Processing audio and video
Docling's ASR (Automatic Speech Recognition) pipeline lets you convert audio and video files into a structured DoclingDocument — the same intermediate representation used for PDFs, DOCX files, and everything else. From there you can export to Markdown, JSON, HTML, or DocTags, and plug the result directly into RAG pipelines, summarizers, or search indexes.

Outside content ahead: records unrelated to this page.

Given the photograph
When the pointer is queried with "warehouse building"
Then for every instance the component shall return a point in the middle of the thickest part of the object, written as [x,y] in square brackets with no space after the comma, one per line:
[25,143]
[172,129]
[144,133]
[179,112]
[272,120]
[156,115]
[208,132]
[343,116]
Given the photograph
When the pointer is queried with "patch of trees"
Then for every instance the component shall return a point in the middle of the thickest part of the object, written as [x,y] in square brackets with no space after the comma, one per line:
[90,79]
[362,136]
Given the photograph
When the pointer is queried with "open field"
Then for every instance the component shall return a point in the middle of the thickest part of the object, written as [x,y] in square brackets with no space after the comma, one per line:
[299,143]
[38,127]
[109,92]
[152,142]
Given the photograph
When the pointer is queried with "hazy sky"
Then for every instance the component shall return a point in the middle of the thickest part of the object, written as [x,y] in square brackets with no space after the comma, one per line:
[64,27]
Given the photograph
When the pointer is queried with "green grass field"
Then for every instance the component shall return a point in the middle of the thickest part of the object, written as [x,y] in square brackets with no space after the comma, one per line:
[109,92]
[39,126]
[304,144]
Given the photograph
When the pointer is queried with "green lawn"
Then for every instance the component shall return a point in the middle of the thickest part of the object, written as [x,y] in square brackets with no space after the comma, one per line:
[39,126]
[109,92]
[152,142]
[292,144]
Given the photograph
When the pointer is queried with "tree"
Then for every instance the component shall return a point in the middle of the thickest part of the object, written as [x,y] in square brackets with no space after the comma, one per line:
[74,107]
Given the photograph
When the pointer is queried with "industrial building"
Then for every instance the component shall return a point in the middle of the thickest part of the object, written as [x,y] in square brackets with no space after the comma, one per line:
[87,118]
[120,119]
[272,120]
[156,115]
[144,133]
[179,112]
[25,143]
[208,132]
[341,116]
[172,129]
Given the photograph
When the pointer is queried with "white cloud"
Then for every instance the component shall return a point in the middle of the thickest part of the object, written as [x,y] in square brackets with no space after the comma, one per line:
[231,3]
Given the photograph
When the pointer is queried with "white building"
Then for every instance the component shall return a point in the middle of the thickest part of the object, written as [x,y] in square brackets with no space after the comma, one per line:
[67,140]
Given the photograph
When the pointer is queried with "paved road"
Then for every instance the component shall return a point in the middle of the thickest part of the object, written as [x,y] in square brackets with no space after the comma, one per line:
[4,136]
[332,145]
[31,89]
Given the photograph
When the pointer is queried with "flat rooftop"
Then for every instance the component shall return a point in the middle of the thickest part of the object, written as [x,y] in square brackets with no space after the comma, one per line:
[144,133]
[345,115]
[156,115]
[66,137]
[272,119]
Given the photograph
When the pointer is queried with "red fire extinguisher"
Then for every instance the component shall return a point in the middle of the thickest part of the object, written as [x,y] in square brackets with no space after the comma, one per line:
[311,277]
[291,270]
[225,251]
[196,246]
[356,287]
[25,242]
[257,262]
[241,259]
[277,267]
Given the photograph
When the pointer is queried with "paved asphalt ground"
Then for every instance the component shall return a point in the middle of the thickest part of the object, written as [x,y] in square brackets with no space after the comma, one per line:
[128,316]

Under the hood, Docling uses Whisper Turbo for transcription. On Apple Silicon it automatically selects mlx-whisper for optimized local inference; on all other hardware it falls back to native Whisper. You don't configure this — it just picks the right backend.
Supported formats
| Type | Formats |
|---|---|
| Audio | WAV, MP3, M4A, AAC, OGG, FLAC |
| Video | MP4, AVI, MOV |
For video files, Docling extracts the audio track automatically before transcription. You don't need to run FFmpeg manually.
ffmpeg required
Some audio formats (M4A, AAC, OGG, FLAC) and all video formats require ffmpeg to be installed and available on your PATH. Install it with your system package manager — e.g. brew install ffmpeg on macOS or apt-get install ffmpeg on Debian-based Linux.
Installation
The ASR pipeline is an optional extra. Install it alongside the base package:
pip install "docling[asr]"
Or with uv:
uv add "docling[asr]"
Basic usage
from pathlib import Path
from docling.datamodel import asr_model_specs
from docling.datamodel.base_models import InputFormat
from docling.datamodel.pipeline_options import AsrPipelineOptions
from docling.document_converter import AudioFormatOption, DocumentConverter
from docling.pipeline.asr_pipeline import AsrPipeline
pipeline_options = AsrPipelineOptions()
pipeline_options.asr_options = asr_model_specs.WHISPER_TURBO
converter = DocumentConverter(
format_options={
InputFormat.AUDIO: AudioFormatOption(
pipeline_cls=AsrPipeline,
pipeline_options=pipeline_options,
)
}
)
result = converter.convert(Path("recording.mp3"))
doc = result.document
# Export to Markdown
print(doc.export_to_markdown())
The same code works for video — pass an .mp4, .mov, or .avi path and Docling handles the rest.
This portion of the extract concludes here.